J’ai nié, et puis j’ai avoué.

« Eh bien, m’a-t-il dit, je la connais, cette Lucie ; elle est riche, mais tu l’es aussi. Vos situations se valent, et on ne lui connaît pas d’engagements. Sa famille est très-considérée, la tienne aussi ; je ne vois pas d’obstacles. Fais-toi aimer. »

Fais-toi aimer ! comme si cela était aussi facile que de se faire voir ! J’ai été si épouvanté d’un conseil où je sentais toute mon âme et tout mon repos en jeu, que je l’ai repoussé vivement. Je ne sais quelle sotte honte m’a fait mentir après la sincérité du premier aveu. J’ai prétendu que je n’étais pas épris au point de faire la moindre démarche avant d’avoir réfléchi et surtout avant de t’avoir consulté.

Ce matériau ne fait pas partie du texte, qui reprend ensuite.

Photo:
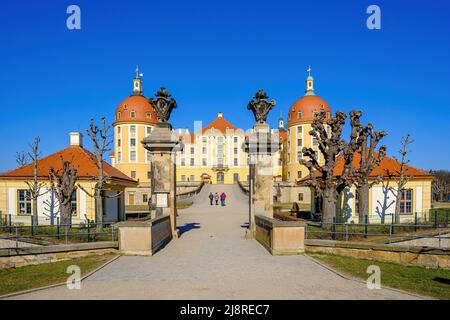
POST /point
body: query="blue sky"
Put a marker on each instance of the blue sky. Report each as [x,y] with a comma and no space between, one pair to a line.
[214,55]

Pour le dernier point, je sentais bien que je te devais la première confidence. Eh bien, j’ai osé encore moins avec toi qu’avec moi-même. Il m’a semblé qu’un sentiment si subitement éclos te ferait sourire, à moins d’être exprimé avec une certaine mesure ; j’ai essayé de t’écrire raisonnablement que j’avais perdu la raison. Je n’ai pas pu résoudre un pareil problème.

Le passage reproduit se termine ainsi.